Fab four’s famous roof gig could have been held ‘up Primrose Hill’
It ended up taking place in Savile Row
Thursday, 2nd December 2021 — By Mike Baess
The Beatles ended up playing on a roof in the West End [Courtesy of Apple Corps Ltd]
THE Beatles were planning to make their major live come-back on Primrose Hill in January 1969.
That’s one of the jaw-dropping revelations in the fascinating new Get Back documentary about the band which launched last week on the Disney + streaming channel.
The band had been working up new songs for what would become the Let It Be album and were looking for somewhere special to preview the material and play their first show since they quit touring in August 1966.
And in the documentary, John Lennon talks about a come-back film being partly shot at Twickenham Studios, where the songs were being recorded, and also in an unannounced place for a piece of cinéma vérité to see what would happen.
John Lennon says: “Paul was saying we’ll do the show (Twickenham Studios) once here and maybe go up Primrose Hill.”
In the end the Beatles still went with the idea of a surprise concert but changed Primrose Hill for the more controlled environment of the rooftop of their own Apple Records HQ in Savile Row.
And it wasn’t the first place in Camden that they were considering for their return to playing live.
A further dig into their archives reveals that in November 1968, the New Musical Express ran a story that John, Paul, George and Ringo had booked three nights at the Roundhouse in mid-December of that year to highlight songs from their then current record, The Beatles, better known as The White Album.
At the time, Apple Records executive Jeremy Banks told the paper: “These concerts will be a mindbender! The Beatles new album is the incredible achievement of five months’ work and they naturally plan to centre their appearances around these 30 tracks. Negotiations with The Roundhouse are at an early stage but will be completed this week.”

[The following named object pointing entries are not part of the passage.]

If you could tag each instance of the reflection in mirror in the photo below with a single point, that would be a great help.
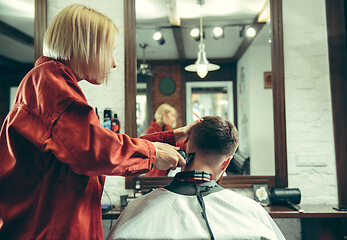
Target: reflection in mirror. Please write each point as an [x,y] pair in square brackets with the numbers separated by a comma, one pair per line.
[253,102]
[209,99]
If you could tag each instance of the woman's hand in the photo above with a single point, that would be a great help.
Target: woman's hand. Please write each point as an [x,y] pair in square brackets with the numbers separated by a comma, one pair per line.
[167,156]
[184,132]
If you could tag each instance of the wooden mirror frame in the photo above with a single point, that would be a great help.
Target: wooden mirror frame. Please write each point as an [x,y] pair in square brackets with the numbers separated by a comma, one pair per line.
[239,181]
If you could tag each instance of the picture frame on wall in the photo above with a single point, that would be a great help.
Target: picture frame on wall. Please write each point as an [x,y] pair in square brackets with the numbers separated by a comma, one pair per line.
[267,79]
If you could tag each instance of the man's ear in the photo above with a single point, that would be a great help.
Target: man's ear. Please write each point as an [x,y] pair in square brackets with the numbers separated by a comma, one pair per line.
[226,162]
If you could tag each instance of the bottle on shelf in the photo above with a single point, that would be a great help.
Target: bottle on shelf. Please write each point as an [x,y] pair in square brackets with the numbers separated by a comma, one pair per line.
[107,118]
[115,124]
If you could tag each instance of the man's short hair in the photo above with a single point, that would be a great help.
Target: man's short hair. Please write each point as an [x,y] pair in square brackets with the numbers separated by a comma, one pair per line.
[214,135]
[85,38]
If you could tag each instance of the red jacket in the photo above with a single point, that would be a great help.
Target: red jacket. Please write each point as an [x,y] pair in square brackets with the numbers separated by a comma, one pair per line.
[154,128]
[53,153]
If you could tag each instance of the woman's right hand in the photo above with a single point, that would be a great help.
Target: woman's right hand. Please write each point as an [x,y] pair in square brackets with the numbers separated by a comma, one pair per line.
[167,156]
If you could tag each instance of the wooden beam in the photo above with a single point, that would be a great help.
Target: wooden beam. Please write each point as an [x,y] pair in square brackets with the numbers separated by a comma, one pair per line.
[16,34]
[40,26]
[337,37]
[130,67]
[179,43]
[278,91]
[10,62]
[247,42]
[174,19]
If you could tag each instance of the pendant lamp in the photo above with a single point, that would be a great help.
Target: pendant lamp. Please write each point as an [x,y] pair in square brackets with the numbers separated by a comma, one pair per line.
[202,65]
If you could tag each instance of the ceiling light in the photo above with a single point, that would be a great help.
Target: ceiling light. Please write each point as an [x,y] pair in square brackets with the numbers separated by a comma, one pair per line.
[158,36]
[195,33]
[202,65]
[144,68]
[218,33]
[251,32]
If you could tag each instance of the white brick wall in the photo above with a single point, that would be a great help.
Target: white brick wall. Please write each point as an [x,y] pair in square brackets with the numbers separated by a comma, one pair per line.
[308,101]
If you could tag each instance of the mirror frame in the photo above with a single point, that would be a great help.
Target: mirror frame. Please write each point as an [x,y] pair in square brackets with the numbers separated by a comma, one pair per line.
[237,181]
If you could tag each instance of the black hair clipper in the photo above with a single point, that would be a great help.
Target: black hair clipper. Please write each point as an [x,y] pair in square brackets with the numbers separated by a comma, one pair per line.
[188,157]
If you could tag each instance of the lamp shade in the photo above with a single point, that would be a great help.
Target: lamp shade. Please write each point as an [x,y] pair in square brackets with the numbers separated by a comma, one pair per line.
[202,65]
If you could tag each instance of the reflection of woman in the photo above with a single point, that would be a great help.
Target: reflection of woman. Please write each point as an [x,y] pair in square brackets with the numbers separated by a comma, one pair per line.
[164,119]
[54,152]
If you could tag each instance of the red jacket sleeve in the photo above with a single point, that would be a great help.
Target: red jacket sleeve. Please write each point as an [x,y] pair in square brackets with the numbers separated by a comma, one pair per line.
[78,140]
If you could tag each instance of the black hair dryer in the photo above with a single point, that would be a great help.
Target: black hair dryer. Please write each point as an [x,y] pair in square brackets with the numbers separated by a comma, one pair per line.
[286,196]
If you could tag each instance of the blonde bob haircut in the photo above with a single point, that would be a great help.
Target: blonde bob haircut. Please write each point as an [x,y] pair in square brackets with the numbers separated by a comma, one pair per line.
[164,108]
[83,37]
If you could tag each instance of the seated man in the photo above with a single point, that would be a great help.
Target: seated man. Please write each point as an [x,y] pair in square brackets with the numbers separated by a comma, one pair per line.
[193,205]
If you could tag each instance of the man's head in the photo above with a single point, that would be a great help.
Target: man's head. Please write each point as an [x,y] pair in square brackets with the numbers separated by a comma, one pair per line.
[214,141]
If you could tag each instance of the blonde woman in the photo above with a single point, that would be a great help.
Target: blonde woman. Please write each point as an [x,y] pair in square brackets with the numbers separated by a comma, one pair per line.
[164,119]
[54,153]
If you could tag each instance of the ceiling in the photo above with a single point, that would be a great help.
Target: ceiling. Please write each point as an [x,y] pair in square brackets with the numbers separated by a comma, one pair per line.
[17,28]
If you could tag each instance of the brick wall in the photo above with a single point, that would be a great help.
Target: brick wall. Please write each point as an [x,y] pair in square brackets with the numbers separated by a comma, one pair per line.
[310,141]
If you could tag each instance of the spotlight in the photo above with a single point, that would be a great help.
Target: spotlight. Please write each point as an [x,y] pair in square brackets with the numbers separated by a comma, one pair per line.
[218,33]
[242,31]
[251,32]
[158,36]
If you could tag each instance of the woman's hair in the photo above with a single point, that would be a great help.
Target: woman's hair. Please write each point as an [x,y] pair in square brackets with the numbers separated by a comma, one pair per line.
[85,38]
[214,135]
[164,108]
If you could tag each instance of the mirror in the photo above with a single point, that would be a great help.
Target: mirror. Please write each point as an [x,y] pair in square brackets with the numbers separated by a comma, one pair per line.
[279,177]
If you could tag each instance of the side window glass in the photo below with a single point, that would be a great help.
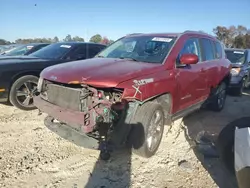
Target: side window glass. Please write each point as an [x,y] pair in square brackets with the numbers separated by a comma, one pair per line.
[207,50]
[93,50]
[191,46]
[218,50]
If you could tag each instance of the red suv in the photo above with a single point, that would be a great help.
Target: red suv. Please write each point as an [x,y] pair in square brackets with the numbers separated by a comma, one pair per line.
[129,91]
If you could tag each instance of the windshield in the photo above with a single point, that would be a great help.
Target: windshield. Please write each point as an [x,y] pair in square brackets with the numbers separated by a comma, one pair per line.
[52,51]
[236,56]
[21,50]
[149,49]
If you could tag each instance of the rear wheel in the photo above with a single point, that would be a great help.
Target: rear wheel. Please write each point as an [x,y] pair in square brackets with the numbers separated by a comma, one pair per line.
[219,99]
[225,142]
[239,90]
[21,92]
[147,131]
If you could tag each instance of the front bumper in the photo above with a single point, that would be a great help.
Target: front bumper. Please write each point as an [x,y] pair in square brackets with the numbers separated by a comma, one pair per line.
[80,121]
[70,134]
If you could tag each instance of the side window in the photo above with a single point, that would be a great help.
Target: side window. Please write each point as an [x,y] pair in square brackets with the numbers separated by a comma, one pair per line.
[191,46]
[218,50]
[79,53]
[208,53]
[93,50]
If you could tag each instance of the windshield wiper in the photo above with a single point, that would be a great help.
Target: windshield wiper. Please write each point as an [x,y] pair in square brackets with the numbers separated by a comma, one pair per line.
[100,56]
[128,58]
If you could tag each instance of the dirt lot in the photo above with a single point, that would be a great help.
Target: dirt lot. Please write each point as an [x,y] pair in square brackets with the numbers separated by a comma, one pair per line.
[32,156]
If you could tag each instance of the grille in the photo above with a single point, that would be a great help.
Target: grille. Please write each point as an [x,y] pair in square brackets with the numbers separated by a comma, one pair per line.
[64,96]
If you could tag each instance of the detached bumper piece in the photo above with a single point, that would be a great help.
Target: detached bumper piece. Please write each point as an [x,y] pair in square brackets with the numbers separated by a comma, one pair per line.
[74,126]
[70,134]
[81,121]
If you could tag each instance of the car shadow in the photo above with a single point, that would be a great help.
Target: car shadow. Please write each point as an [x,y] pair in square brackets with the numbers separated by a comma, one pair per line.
[201,131]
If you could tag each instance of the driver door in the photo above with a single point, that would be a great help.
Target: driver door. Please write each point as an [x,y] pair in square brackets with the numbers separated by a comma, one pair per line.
[191,79]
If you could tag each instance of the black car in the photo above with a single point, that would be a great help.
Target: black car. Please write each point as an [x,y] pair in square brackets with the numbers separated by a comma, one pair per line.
[25,49]
[240,59]
[19,74]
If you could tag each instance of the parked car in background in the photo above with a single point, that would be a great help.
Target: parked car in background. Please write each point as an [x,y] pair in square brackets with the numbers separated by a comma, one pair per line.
[19,74]
[135,85]
[7,48]
[240,59]
[25,49]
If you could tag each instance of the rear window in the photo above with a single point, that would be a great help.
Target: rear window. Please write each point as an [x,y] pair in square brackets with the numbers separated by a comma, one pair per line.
[208,53]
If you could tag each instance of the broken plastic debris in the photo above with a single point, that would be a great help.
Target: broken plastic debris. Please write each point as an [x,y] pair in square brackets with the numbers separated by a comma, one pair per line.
[242,148]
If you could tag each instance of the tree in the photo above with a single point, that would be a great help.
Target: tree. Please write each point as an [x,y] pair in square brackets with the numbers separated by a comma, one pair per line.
[223,34]
[68,38]
[237,37]
[55,39]
[96,38]
[78,39]
[105,41]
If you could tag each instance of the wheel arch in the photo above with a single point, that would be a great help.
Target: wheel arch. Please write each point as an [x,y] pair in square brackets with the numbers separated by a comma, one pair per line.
[166,101]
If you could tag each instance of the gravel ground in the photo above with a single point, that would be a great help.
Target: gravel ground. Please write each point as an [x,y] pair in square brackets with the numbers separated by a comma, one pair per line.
[32,156]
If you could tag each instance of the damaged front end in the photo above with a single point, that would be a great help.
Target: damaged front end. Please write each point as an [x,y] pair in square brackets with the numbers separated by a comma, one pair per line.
[88,116]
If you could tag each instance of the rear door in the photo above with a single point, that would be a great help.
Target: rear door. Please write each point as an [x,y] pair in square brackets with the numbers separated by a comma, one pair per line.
[211,59]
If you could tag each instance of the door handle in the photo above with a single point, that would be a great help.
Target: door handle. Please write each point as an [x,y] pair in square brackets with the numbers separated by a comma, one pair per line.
[202,70]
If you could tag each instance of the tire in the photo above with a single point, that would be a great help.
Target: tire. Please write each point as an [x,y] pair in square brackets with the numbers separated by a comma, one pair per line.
[225,142]
[239,90]
[218,102]
[19,87]
[139,138]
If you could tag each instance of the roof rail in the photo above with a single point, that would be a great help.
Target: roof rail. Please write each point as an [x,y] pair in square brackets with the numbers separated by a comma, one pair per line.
[134,34]
[190,31]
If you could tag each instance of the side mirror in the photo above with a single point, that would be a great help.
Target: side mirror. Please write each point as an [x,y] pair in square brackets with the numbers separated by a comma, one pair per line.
[189,59]
[80,57]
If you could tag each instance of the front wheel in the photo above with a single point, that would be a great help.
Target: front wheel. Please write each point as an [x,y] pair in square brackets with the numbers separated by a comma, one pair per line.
[147,130]
[21,92]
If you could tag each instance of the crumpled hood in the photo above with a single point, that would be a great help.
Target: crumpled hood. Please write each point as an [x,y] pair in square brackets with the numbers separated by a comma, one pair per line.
[102,72]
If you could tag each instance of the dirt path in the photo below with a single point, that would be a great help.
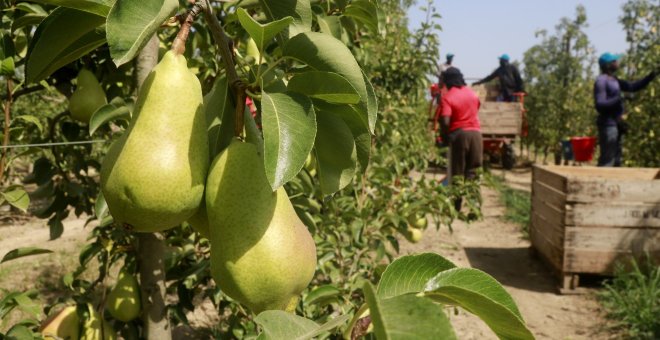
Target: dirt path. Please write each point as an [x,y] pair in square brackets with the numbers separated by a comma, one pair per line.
[497,248]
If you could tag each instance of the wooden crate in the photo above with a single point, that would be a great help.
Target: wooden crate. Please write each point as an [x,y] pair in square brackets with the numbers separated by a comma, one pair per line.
[586,219]
[500,118]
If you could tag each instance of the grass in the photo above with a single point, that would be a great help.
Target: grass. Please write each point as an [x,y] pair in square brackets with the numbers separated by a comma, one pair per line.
[632,299]
[517,203]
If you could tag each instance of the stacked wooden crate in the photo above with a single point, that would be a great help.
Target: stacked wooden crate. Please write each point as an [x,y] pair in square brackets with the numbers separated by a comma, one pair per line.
[586,219]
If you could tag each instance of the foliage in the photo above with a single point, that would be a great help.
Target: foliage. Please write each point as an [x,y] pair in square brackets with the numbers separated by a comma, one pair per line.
[517,203]
[641,22]
[632,298]
[312,85]
[558,71]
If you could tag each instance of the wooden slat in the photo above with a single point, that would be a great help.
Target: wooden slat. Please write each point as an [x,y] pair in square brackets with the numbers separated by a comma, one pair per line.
[546,176]
[549,195]
[613,214]
[545,246]
[608,190]
[548,212]
[600,262]
[591,172]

Unfortunately the shows never happened in the quick-moving world of the Beatles and as January 1969 approached they decided to film themselves recording what would become the Let It Be album. Of course, there are other notable Camden moments in the Beatles rich history.
The band famously came down from Liverpool to West Hampstead’s Decca Studios in Broadhurst Gardens, on New Year’s Day in 1962, but failed their audition with the record label famously telling the band: “guitar groups are on the way out”.
Paul McCartney eventually moved just up Abbey Road from West Hampstead to St John’s Wood and could often be seen walking his sheepdog Martha, she of the song, Martha My Dear, across Primrose Hill.
And in July 28 1968 the Beatles conducted their last ever proper photo session, with esteemed war photographer Don McCullin, in an amazing off-beat day that saw them snapped outside St. Pancras Old Church in Pancras Road; at Highgate Cemetery and then outside a random house in Swain’s Lane, Highgate and also at the Old Street Roundabout.